Billy Caceres, Assistant Professor of Nursing, and Corina Lelutiu-Weinberger, Associate Professor of Health Sciences Research, have received one of eight Hillman Emergent Innovation grants from The Rita and Alex Hillman Foundation to pilot test their project “Reducing Cardiovascular Disease Risk Among Sexual Minority Adults.”

Ivaylo I. Ivanov, Professor of Microbiology & Immunology, was selected to join Pew Charitable Trusts’ 2025 class of Innovation Fund investigators. With Andrew L. Goodman of Yale, Ivanov will test whether medical drugs and gut microbes can activate antimicrobial peptides in the mammalian gut to reshape the gut microbiome.

Sarah Rossetti, Associate Professor of Biomedical Informatics and Nursing, and Maxim Topaz, Elizabeth Standish Gill Associate Professor of Nursing, have received new funding from the American Nurses Foundation’s Reimagining Nursing Initiative to scale their projects nationally. Rossetti's project, the CONCERN Early Warning System, uses AI to identify deterioration risk for hospitalized patients based on patterns of nursing surveillance that can be measured using electronic health record data. NurseAssist-AI, led by Topaz, is an AI system that aims to reduce the documentation burden for home health care nurses.

Anil K. Rustgi, Herbert and Florence Irving Director of the Herbert Irving Comprehensive Cancer Center, was awarded the Vay Liang & Frisca Go Award for Lifetime Achievement by the American Pancreatic Association for his profound impact on the field of pancreatology (pancreatic cancer research). Rustgi was also awarded the Luminary Award in GI Cancers by OncLive® and the Ruesch Center for the Cure of Gastrointestinal Cancers, for "individuals whose contributions to gastrointestinal cancer research and patient care have made a lasting impact in their field."

Daniel W. Savin, Senior Research Scientist in the Columbia Astrophysics Laboratory, was awarded the 2026 Laboratory Astrophysics Prize by the Laboratory Astrophysics Division of the American Astronomical Society.

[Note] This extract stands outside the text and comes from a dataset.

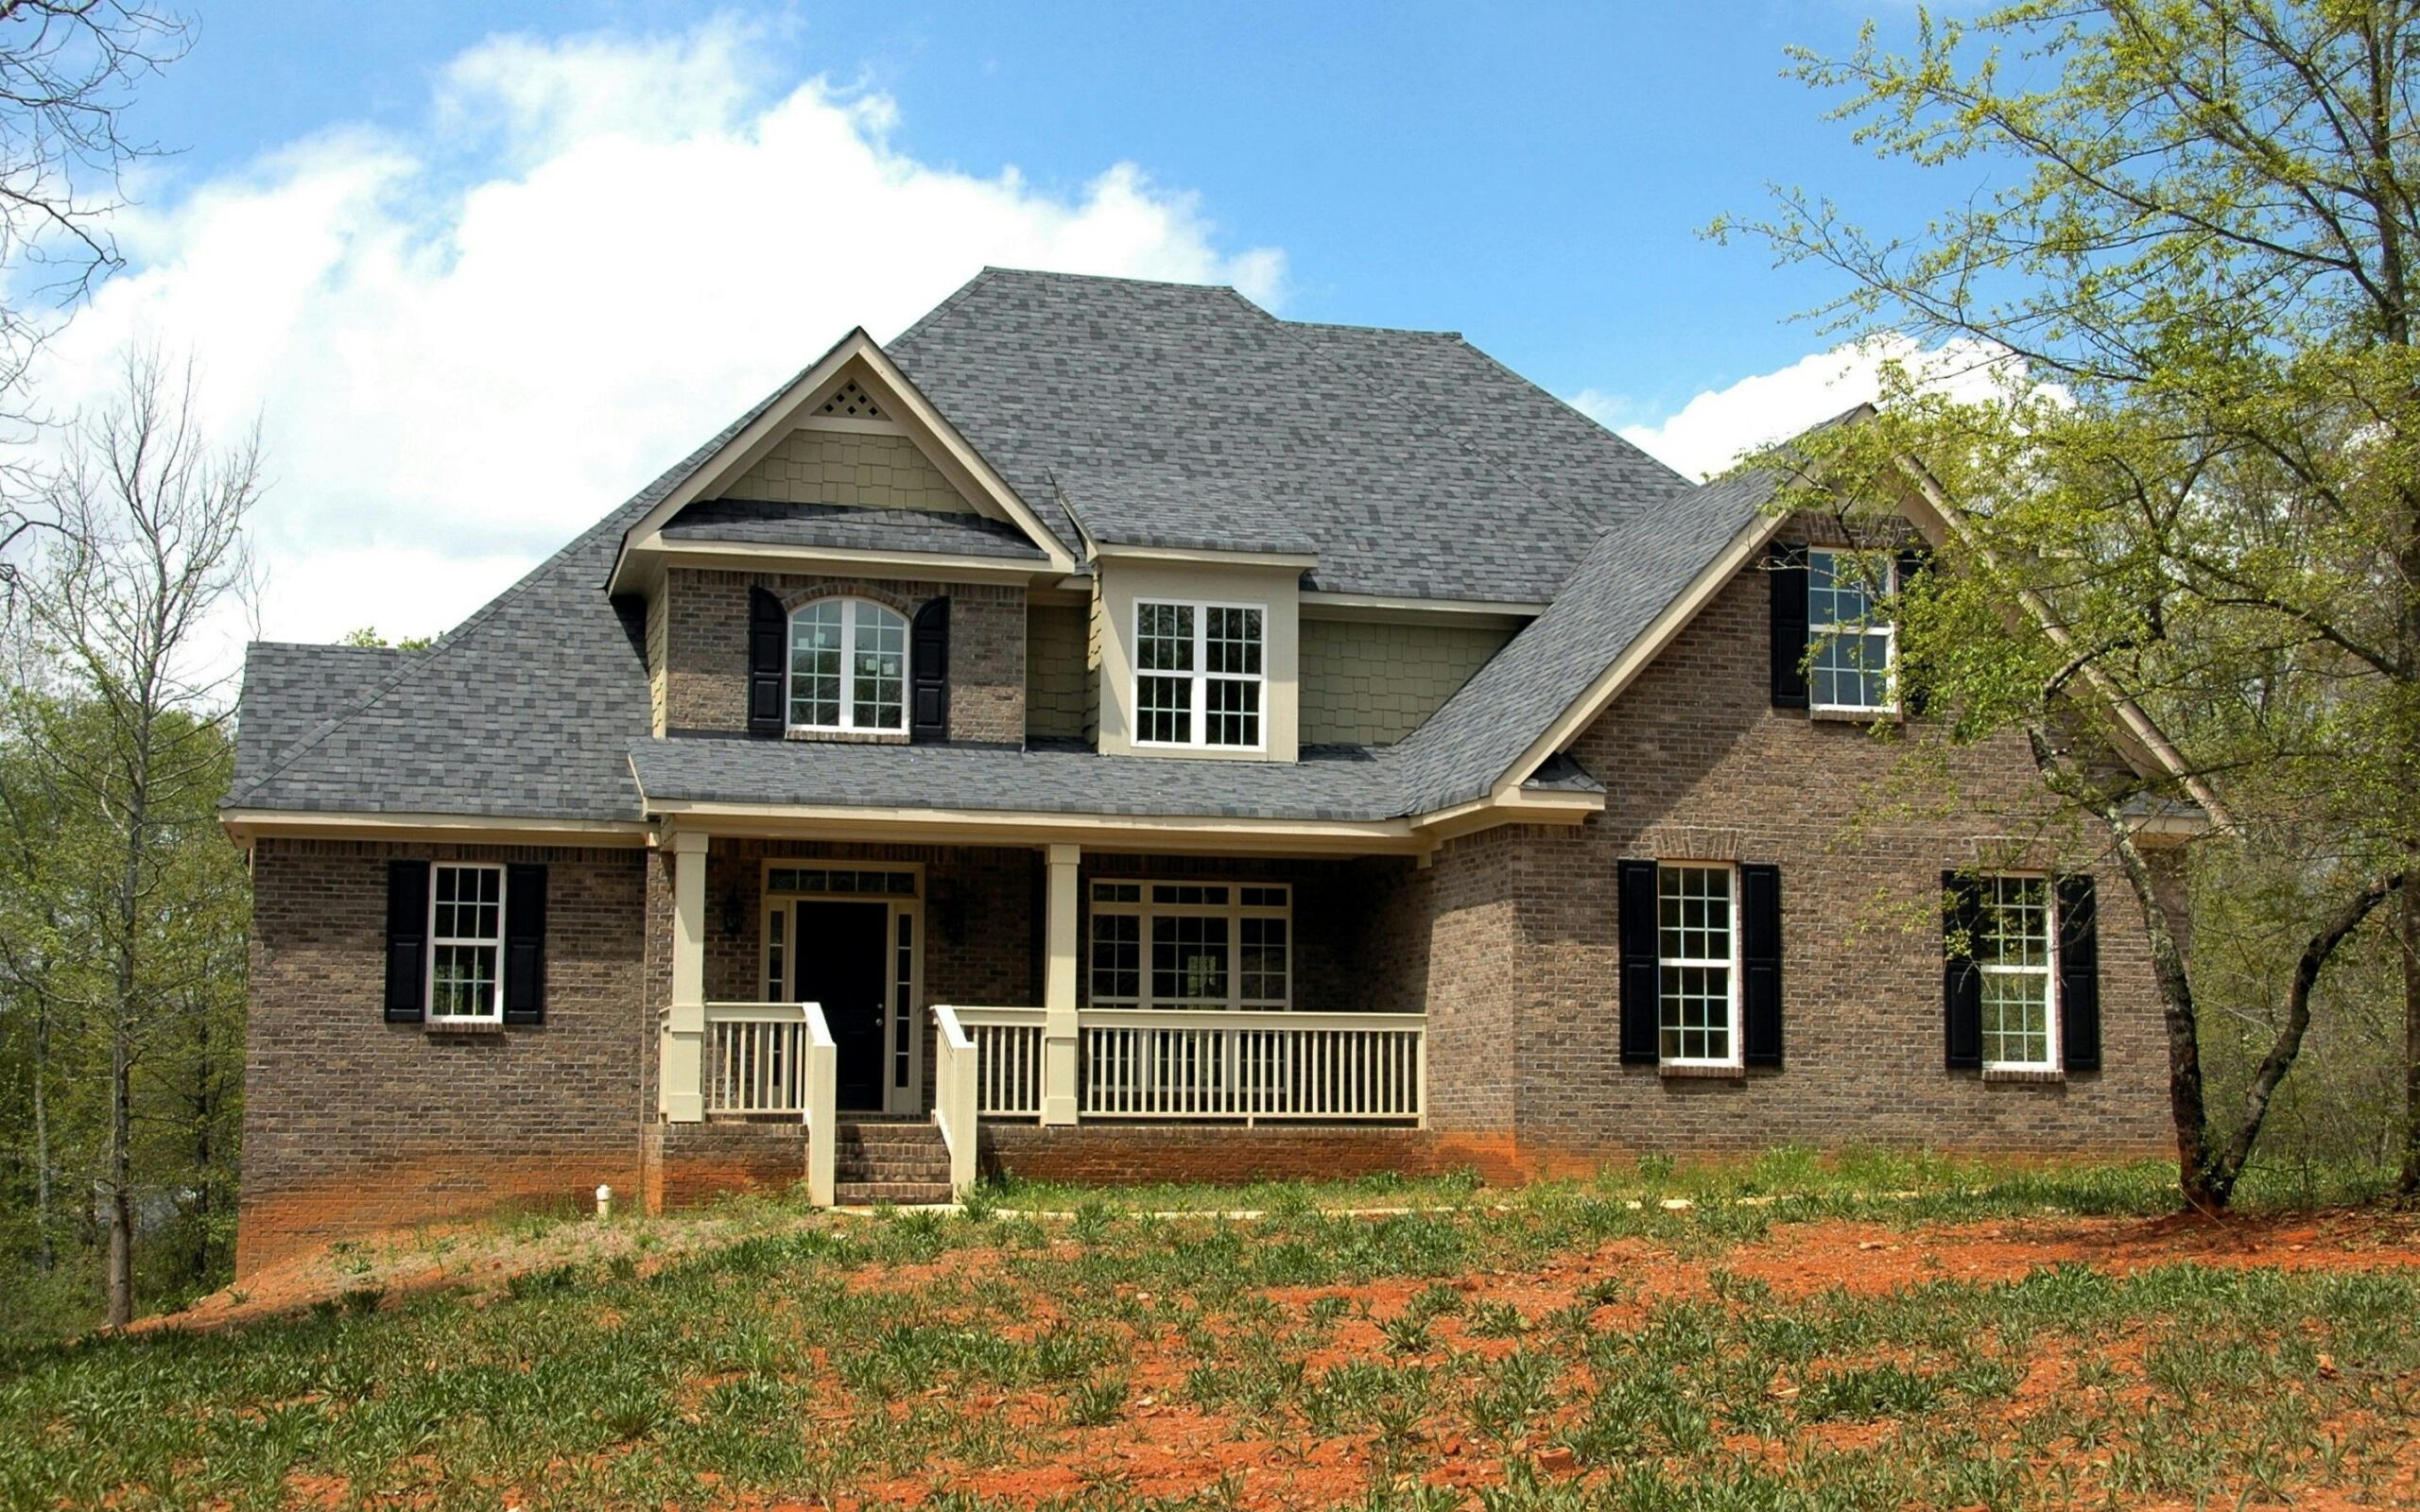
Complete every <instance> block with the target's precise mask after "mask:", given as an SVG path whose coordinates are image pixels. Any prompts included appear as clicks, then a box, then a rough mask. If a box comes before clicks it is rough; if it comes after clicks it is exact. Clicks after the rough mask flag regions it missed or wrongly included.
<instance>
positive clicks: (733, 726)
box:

The award recognizes his contributions to studies in X-ray astrophysics and early universe star formation, and his extensive service to the laboratory astrophysics community.

POSTDOCS & STUDENTS

Fatima AlJarman AlNuaimi (CC’26) was selected as a 2026 United Arab Emirates Rhodes Scholar, which provides funding for postgraduate study at Oxford University to two UAE students each year. She plans to study world literature with an interest in experimental literature emerging from the UAE, and is committed to developing platforms and programs for dialogue, exchange, and collaboration.

Lama BarhoumiTaylor Lowery, and David Ni, students in the Real Estate Development Program at GSAPP, won first place at the Colvin Case Study Challenge.

Riya Kalra, master's student in biostatistics, was named overall champion and champion in the computer vision track at the NVIDIA AI & Dell Technologies Hackathon. Sripad Karne, master's student in data science, won first place in the agentic AI track.

Joseph Karaganis (CC’26), Brianna Przywozny (SEAS’25), and Theo Taplitz (CC’25) have been named 2026 Marshall Scholars. It is the first time that three Columbians have been selected for this prestigious award in a single year.

Nandini Rawal, master’s student in the Religion Department, was awarded first prize in the Hindi Essay Writing Competition organized by the Permanent Mission of India to the United Nations.

Carolyn Swope, PhD candidate in Urban Planning at GSAPP, was awarded the Founder’s Prize at the Social Science History Association annual conference for her article “The Spatial Configuration of Segregation, Elite Fears of Disease, and Housing Reform in Washington, D.C.’s Inhabited Alleys.”

STAFF & RECENT ALUMNI

Mrinalini Sisodia Wadhwa (CC'24) was named an Examination Fellow at All Souls College at Oxford University. Wadhwa, currently a Rhodes scholar and MPhil candidate in intellectual history, will receive seven years of doctoral and postdoctoral funding for her research that examines how India came to be identified with mysticism and spirituality in the 18th–20th centuries.

Gillian Murphy (GS’25) was recently named a Princeton in Asia Fellow for 2025, with a placement at the International Water Management Institute in Colombo, Sri Lanka.